Eligible CCM patients will have multiple (2 or more) chronic conditions expected to last at least 12 months or until the patient’s death and or that place them at significant risk of death, acute exacerbation and or decompensation, or functional decline.  

● These services aren’t typically face-to-face and allow eligible practitioners to bill at least 20 minutes or more of care coordination services per month  

● Billing practitioners may consider identifying patients who require CCM services using  criteria suggested in CPT guidance (like number of illnesses, number of medications,  repeat admissions, or emergency department visits) or the typical patient profile in the CPT prefatory language. 
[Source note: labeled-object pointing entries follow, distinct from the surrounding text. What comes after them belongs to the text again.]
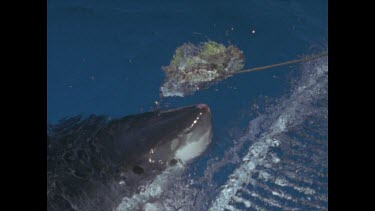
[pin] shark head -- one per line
(94, 163)
(153, 141)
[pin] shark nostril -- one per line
(173, 162)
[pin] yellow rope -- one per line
(305, 59)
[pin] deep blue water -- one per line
(104, 56)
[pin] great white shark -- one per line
(93, 163)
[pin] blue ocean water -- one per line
(105, 57)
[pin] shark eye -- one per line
(138, 170)
(173, 162)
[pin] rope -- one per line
(305, 59)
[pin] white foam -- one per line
(289, 112)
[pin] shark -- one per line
(94, 162)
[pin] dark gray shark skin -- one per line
(93, 163)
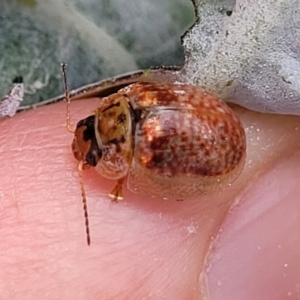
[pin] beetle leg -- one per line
(117, 194)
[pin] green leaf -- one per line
(97, 39)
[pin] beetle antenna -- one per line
(67, 97)
(86, 216)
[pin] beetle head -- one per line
(84, 146)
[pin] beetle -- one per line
(169, 140)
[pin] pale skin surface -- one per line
(143, 248)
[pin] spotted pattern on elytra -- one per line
(187, 131)
(165, 140)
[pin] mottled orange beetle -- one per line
(162, 139)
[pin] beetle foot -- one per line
(117, 193)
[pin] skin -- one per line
(241, 243)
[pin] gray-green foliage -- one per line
(97, 38)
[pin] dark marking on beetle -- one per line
(121, 118)
(117, 141)
(111, 106)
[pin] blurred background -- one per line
(96, 38)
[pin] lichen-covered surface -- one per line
(248, 52)
(98, 39)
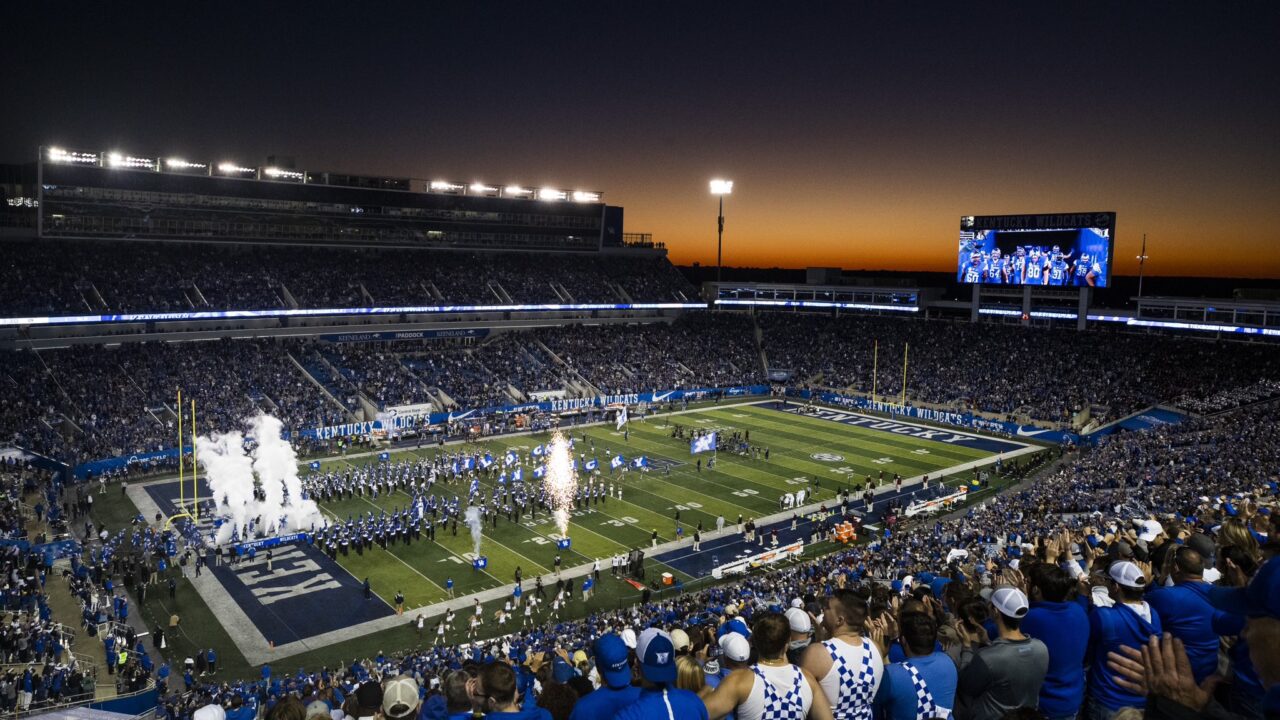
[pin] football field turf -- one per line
(800, 450)
(818, 454)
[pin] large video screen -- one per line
(1057, 250)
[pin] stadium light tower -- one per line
(1142, 260)
(721, 187)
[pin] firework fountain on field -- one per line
(560, 481)
(256, 491)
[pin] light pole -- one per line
(1142, 260)
(721, 187)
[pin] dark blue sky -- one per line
(856, 135)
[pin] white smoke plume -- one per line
(234, 475)
(472, 519)
(561, 481)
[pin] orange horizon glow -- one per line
(775, 228)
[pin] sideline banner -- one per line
(402, 422)
(960, 419)
(746, 564)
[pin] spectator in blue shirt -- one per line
(494, 691)
(1187, 614)
(1260, 604)
(659, 697)
(1063, 625)
(1128, 621)
(616, 691)
(924, 684)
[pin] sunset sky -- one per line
(855, 135)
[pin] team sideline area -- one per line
(659, 499)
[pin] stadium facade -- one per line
(110, 195)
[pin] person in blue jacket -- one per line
(1063, 625)
(616, 691)
(1260, 604)
(1129, 621)
(924, 683)
(494, 689)
(1187, 614)
(659, 697)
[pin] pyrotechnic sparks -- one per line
(560, 481)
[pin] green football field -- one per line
(737, 486)
(800, 450)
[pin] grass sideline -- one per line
(792, 441)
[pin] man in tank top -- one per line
(772, 688)
(846, 664)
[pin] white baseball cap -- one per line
(1151, 529)
(1127, 574)
(1010, 602)
(735, 647)
(629, 638)
(799, 620)
(680, 639)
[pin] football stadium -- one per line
(283, 442)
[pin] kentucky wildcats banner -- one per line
(405, 420)
(705, 443)
(928, 414)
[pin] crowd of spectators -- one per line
(1139, 578)
(76, 277)
(110, 402)
(1048, 374)
(37, 666)
(1229, 399)
(88, 402)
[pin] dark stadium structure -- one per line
(108, 195)
(400, 329)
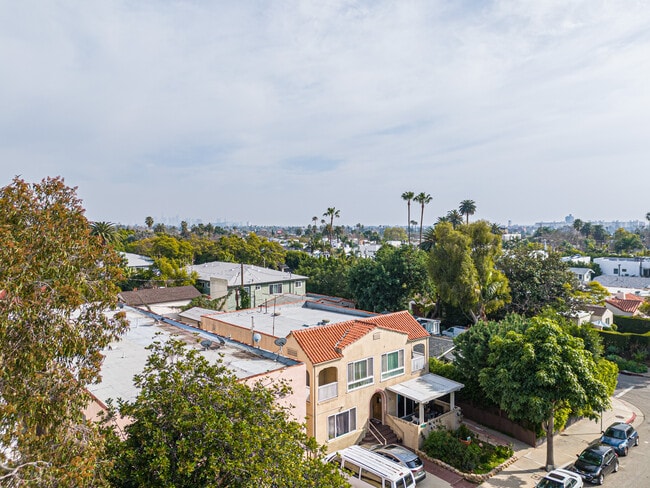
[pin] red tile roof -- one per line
(627, 305)
(325, 343)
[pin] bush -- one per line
(471, 457)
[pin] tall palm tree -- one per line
(467, 208)
(105, 230)
(454, 217)
(423, 199)
(408, 196)
(331, 213)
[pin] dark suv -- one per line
(595, 462)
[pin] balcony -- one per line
(328, 391)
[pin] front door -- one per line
(375, 407)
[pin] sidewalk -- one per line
(530, 465)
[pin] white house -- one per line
(616, 266)
(222, 279)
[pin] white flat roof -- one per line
(426, 388)
(280, 320)
(128, 356)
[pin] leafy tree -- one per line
(408, 196)
(455, 218)
(467, 208)
(327, 276)
(537, 279)
(390, 280)
(172, 273)
(332, 212)
(194, 424)
(395, 234)
(423, 199)
(56, 280)
(170, 247)
(535, 373)
(462, 267)
(626, 242)
(105, 231)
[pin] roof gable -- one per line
(326, 343)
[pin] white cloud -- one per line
(272, 112)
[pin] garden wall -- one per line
(498, 421)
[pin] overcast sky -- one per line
(270, 112)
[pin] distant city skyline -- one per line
(271, 112)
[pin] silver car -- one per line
(403, 456)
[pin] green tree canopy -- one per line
(534, 373)
(194, 424)
(538, 279)
(56, 281)
(390, 280)
(462, 267)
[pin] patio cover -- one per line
(426, 388)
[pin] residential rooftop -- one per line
(127, 357)
(232, 272)
(280, 320)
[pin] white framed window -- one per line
(341, 423)
(392, 364)
(360, 373)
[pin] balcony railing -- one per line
(325, 392)
(417, 363)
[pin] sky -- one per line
(270, 112)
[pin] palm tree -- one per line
(454, 217)
(331, 213)
(408, 196)
(423, 199)
(105, 230)
(429, 239)
(467, 208)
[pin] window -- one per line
(392, 364)
(341, 423)
(360, 373)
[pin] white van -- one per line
(371, 468)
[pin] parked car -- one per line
(404, 457)
(454, 331)
(560, 478)
(595, 462)
(620, 435)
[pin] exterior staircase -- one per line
(378, 433)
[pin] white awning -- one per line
(426, 388)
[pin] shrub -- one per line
(475, 456)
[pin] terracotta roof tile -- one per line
(325, 343)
CCM services can also help reduce geographic and racial or ethnic health care disparities Examples of chronic conditions include, but aren’t limited to:  

● Alzheimer’s disease and related dementia  

● Arthritis (osteoarthritis and rheumatoid)  

● Asthma  

● Atrial fibrillation  

● Autism spectrum disorders  

● Cancer  

● Cardiovascular disease  

● Chronic Obstructive Pulmonary Disease (COPD)  

● Depression  

● Diabetes  

● Hypertension  

● Infectious diseases like HIV and AID          

CMS MLN Overview Booklet link: chroniccaremanagement.pdf (cms.gov) 
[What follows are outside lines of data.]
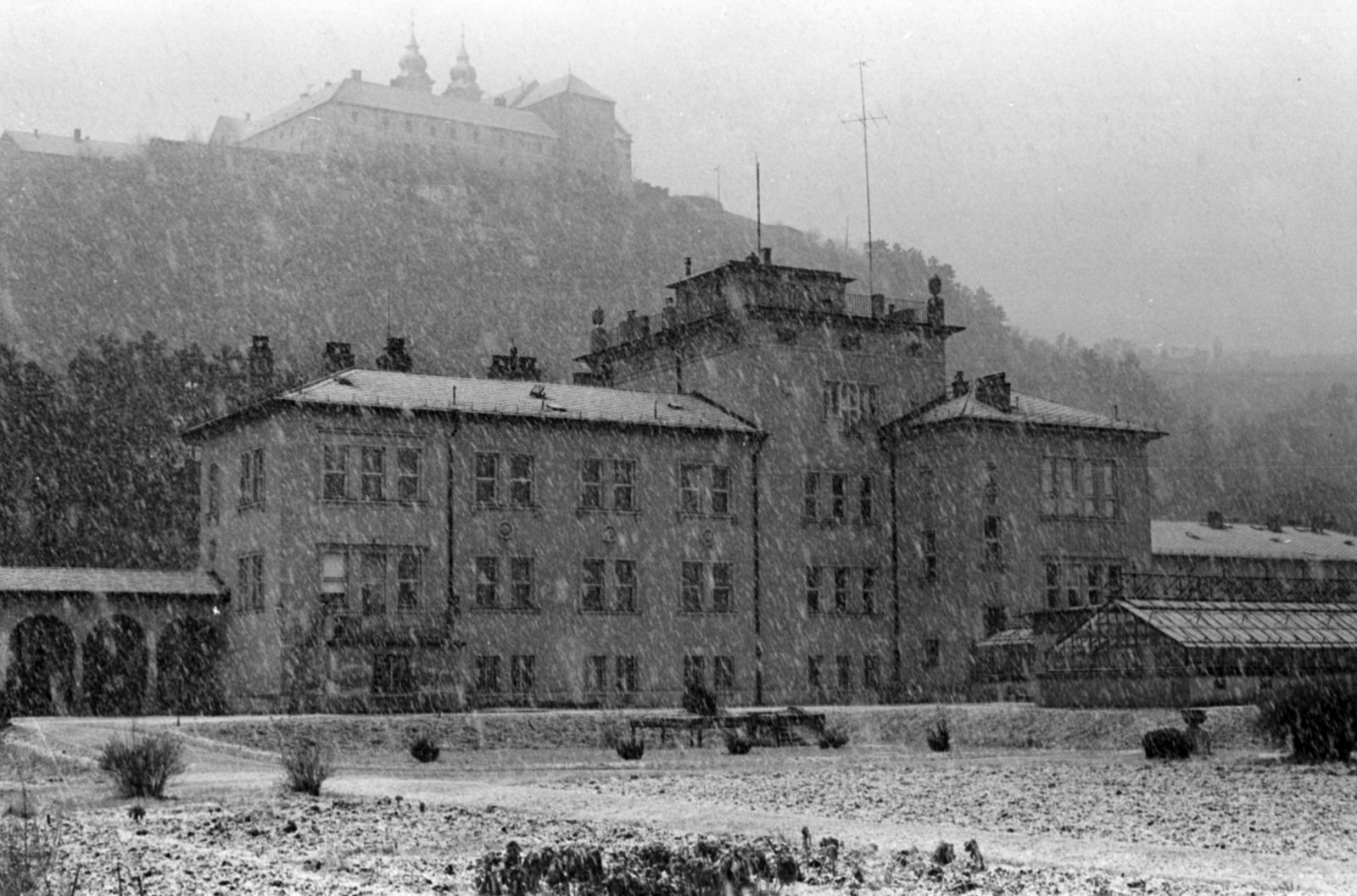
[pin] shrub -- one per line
(27, 854)
(1166, 743)
(307, 764)
(739, 743)
(424, 747)
(142, 765)
(834, 737)
(1320, 716)
(699, 699)
(940, 739)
BH - What Behavioral Health do you provide?

In addition to active use of Social Determinants of Heath, We provide Behavioral Health Integration as part of our Behavioral Health solution.
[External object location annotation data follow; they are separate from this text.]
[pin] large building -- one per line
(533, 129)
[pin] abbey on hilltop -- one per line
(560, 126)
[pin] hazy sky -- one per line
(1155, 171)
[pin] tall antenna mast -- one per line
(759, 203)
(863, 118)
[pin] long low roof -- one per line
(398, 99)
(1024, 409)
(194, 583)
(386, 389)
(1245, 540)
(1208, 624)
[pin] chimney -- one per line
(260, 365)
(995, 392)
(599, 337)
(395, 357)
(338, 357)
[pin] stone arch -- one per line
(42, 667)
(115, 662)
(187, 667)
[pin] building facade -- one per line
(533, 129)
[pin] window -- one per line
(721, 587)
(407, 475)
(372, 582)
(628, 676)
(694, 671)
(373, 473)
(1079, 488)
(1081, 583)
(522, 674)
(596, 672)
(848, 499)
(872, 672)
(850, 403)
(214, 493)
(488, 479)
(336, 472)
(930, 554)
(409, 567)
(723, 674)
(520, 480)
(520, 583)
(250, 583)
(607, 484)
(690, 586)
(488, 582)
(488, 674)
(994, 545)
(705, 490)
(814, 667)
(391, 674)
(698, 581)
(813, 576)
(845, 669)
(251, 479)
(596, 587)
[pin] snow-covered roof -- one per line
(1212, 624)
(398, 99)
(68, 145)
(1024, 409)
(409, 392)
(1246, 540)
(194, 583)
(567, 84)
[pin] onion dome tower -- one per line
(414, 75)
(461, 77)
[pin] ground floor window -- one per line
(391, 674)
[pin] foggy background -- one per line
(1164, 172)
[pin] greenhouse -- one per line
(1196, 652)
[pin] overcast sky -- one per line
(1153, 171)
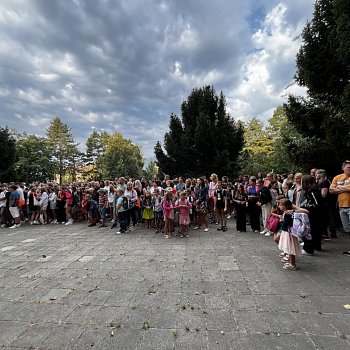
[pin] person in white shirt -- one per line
(131, 194)
(2, 205)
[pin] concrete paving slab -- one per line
(70, 287)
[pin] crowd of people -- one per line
(170, 206)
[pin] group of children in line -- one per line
(162, 205)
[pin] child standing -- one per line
(102, 206)
(147, 203)
(240, 200)
(184, 207)
(288, 243)
(168, 214)
(158, 211)
(220, 206)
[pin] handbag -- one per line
(272, 224)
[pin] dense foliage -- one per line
(7, 154)
(204, 139)
(323, 66)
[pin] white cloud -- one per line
(269, 68)
(127, 66)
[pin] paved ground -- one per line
(87, 288)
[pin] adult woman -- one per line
(330, 204)
(213, 186)
(296, 189)
(138, 189)
(253, 209)
(111, 200)
(43, 203)
(311, 199)
(61, 204)
(201, 195)
(239, 200)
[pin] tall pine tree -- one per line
(63, 147)
(323, 118)
(204, 139)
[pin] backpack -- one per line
(126, 203)
(76, 199)
(301, 226)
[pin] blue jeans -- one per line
(123, 220)
(345, 218)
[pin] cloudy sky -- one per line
(126, 65)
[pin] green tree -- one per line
(204, 139)
(323, 118)
(34, 160)
(95, 150)
(150, 170)
(122, 157)
(63, 147)
(7, 156)
(258, 148)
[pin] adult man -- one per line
(341, 186)
(313, 172)
(264, 202)
(13, 206)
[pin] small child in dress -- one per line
(190, 197)
(288, 243)
(184, 207)
(220, 206)
(158, 210)
(147, 204)
(84, 203)
(168, 213)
BH Impacts health in a multitude of ways and one of the most common impacts is protocol and appointment compliance.  SDoH has been shown for years to have a significant impact on overall mental health. 

Sample Tip from the Behavioral Health Booklet .pdf link below:

MLN Booklet Tip: We make separate payment to physicians and non-physician practitioners for BHI services they supply to patients over a calendar month service period. BHI is a type of care management service. In recent years, we expanded the suite of codes describing care management services. New codes describe services that involve:  

● Direct patient contact, in-person or face-to-face services that don’t involve direct patient contact  

● Representing a single encounter, a monthly service, or both  

● Timed services  

● Addressing specific conditions  

● Representing the work of the billing practitioner, auxiliary personnel (specifically, clinical staff), or both 

CMS MLN BHI overview booklet link: 

mln909432-behavioral-health-integration-services.pdf (cms.gov) 

RPM/RTM - How does your RPM work?

We Provide Remote Patient Monitoring services via approved connected devices. Our RNs monitor the feeds for active intervention to avoid adverse outcomes and keep your Practitioner in the loop via direct feed to the their EMR.  Moreover, we follow up with you, the Patient, in the event of monitoring issues.

How is RTM integrated with RPM?

Our services also can include Remote Therapeutic Monitoring/Management to ensure medications are being taken on schedule and in the proper order.

Do you provide other Medication related services?

Yes, our Consultative Pharmacists are available for medication reconciliation, adherence, and high-risk medication monitoring.